Production of High-maltose Syrup from Selected Rice
(Oryza sativa L.) Bran by Enzymatic Method

Garry A. Diopol1,4*, Francisco B. Elegado2, Katherine Ann T. Castillo-Israel3,
Mary Ann O. Torio4, and Lawrence Yves C. Uy5,6,7

1Environment and Biotechnology Division, Industrial Technology Development Institute,
Department of Science and Technology, Taguig City 1631 Philippines
2National Institute of Molecular Biology and Biotechnology (BIOTECH),
University of the Philippines Los Baños, College, Laguna 4031 Philippines
3Institute of Food Science and Technology, College of Agriculture and Food Science,
University of the Philippines Los Baños, College, Laguna 4031 Philippines
4Institute of Chemistry, University of the Philippines Los Baños,
College, Laguna 4031 Philippines
5Southeast Asian Regional Center for Graduate Study and Research in Agriculture,
College, Los Baños 4031 Laguna, Philippines
6University of the Philippines Los Baños Graduate School, College, Laguna 4031 Philippines
7German Academic Exchange Service (DAAD),
Postfach 200404 D-53134 Bonn, Germany

*Corresponding author:
gadiopol@itdi.dost.gov.ph; gadiopol@gmail.com

[Download]
Diopol G et al. 2023. Production of High-maltose Syrup from Selected Rice
(Oryza sativa L.) Bran by Enzymatic Method. Philipp J Sci 152(2): 571–580.
https://doi.org/10.56899/152.02.04

 

ABSTRACT

Rice bran is an underutilized rice by-product. This study develops a methodology to enzymatically produce high-maltose syrup from rice bran of PSB Rc18. Rice bran liquefaction was conducted sequentially by screening, and optimization using response surface methodology (RSM) to determine the optimum condition for dextrose equivalents (DE).

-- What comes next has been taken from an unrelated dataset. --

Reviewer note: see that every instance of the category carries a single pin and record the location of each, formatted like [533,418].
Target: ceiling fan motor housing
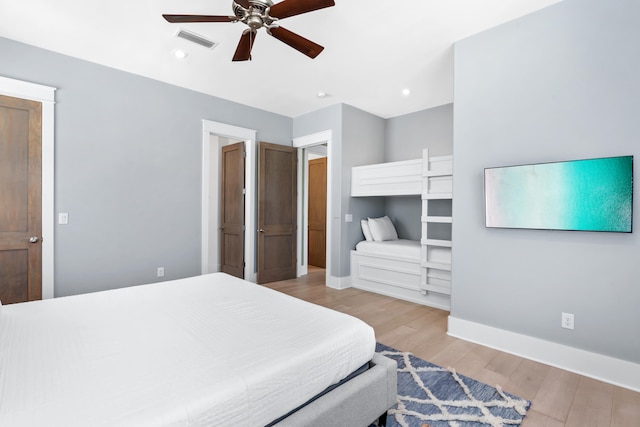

The DE upon liquefaction was affected by α-amylase concentration, rice bran concentration, temperature, and pH. The highest DE of 15.6% was attained by a combination of 30% of rice bran concentration, 0.12% of α-amylase concentration, 80 °C, and pH 5 for 60 min. These optimum conditions of DE acquired in liquefaction were carried over in the saccharification process for maltose conversion of rice bran using RSM. The maltose conversion was affected by DE, temperature, and pH. The saccharification process yielded the highest maltose conversion of 47.78% acquired in combination with 15.6% DE, 335 units of β-amylase, 50 °C, and pH 5 for 24 hr.